Individuals who are either thinking about becoming social workers, are currently getting their degree, or are already professionals will need to understand some of the patterns and processes involved in response. Here are some useful facts and matters of note to consider:
- Timelines: The National Association of Social Workers breaks the responsibilities of professionals down into four segments based on timing. This begins with the preemptive measures taken before the event takes place, during the harshest moments, the immediate fallout, and the long-term aspects of recovery and healing.
- Wide-reaching impacts: The Social Work Policy Institute stated that events such as the Oklahoma City Bombing and World Trade Center terrorist attacks had mental health impacts thousands of miles from where they occurred. This presents unique challenges to social workers as a result of what the institute calls “vicarious stress,” which are highly common in violent, cataclysmic events caused by unnatural forces.
- Methodologies of assistance: The National Institutes of Health published guidance regarding social work methodologies in the wake of a disaster. These can include the creation of policy structures to support efforts of social work entities, integration of the plans into the disaster recovery framework and community-based intervention that leverages strong ties in the area while trying to bring it back to a state of normalcy.
As is the case with virtually any social work activities, communities and individuals will be reliant upon these professionals to mentally heal from the trauma of major natural and manmade events. This means that certain social workers need to have a strong background in psychology education and community development, as well as specialization in disaster response and PTSD treatment.
“It takes a village”
A report from Raquel Cohen published in the World Psychiatric Association Journal argued that social workers are certainly going to play the most central role in supporting communities after a disaster, but they are not the only ones. Rather, other types of caregivers within the community and paraprofessional workers – especially in rural communities – will also be critical to a full, lasting recovery.
In this regard, there are many concerns such as burnout among caregivers, paraprofessionals, private sector individuals, and social workers themselves.

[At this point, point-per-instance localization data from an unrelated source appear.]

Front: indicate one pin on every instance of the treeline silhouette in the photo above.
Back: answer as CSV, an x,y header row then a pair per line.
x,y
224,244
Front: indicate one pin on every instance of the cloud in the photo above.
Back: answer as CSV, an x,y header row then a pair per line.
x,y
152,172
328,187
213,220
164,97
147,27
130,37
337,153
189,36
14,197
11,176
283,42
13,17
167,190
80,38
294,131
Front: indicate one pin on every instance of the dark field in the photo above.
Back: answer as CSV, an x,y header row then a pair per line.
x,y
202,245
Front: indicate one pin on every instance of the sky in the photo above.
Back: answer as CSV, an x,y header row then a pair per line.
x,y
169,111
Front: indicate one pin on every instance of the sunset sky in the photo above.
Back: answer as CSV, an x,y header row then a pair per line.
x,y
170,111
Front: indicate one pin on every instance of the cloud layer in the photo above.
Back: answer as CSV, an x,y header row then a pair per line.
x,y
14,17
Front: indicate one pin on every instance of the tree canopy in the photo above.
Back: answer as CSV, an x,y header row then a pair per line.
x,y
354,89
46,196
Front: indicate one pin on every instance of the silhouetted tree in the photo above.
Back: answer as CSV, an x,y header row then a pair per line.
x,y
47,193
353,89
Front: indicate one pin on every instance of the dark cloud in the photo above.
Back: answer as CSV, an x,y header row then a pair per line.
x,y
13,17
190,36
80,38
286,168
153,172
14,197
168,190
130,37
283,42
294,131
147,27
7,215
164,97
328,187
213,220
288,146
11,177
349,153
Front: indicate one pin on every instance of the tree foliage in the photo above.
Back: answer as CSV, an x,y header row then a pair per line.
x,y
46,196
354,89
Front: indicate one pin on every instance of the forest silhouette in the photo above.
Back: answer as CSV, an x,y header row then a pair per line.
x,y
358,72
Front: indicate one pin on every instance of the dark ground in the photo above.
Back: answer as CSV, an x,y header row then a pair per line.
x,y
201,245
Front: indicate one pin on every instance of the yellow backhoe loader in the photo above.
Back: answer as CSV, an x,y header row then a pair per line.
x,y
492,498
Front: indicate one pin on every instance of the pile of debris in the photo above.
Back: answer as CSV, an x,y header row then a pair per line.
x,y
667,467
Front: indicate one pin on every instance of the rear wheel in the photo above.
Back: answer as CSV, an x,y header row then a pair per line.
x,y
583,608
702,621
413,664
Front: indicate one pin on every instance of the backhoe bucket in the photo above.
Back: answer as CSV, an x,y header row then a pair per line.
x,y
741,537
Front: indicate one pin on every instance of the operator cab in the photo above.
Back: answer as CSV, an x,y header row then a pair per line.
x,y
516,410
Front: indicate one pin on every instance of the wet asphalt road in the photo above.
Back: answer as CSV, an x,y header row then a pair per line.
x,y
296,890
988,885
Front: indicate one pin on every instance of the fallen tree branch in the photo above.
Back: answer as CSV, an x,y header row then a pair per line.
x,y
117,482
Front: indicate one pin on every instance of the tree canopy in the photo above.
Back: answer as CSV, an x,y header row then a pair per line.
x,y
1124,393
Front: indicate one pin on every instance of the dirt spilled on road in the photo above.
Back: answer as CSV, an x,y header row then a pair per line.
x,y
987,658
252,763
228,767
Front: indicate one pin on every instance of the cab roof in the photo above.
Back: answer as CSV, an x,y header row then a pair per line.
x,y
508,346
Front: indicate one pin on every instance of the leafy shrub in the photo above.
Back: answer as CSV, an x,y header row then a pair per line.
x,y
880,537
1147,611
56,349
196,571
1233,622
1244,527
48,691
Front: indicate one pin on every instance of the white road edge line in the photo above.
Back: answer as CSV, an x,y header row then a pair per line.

So, social workers who are capable of empowering and supporting the community, effectively creating a system and structure that is somewhat self-sustaining, might be the most successful in their efforts to support the individuals therein.
As such, in addition to the wide range of skills, knowledge, and passions that social workers must possess when they are involved in these situations, they need to be exceptional communicators, leaders, and orchestrators. By creatively and intelligently developing a strategy that brings the community together rather than separating individuals in accordance with their stress levels or trauma, the inhabitants will tend to be better-positioned to heal in a lasting fashion.
All of the above research shows why those interested in social work need to complete thorough, extensive and top-notch education during their undergraduate and post-graduate years. Choosing the right school for this will also have a positive impact on the careers and success rates of social workers down the line.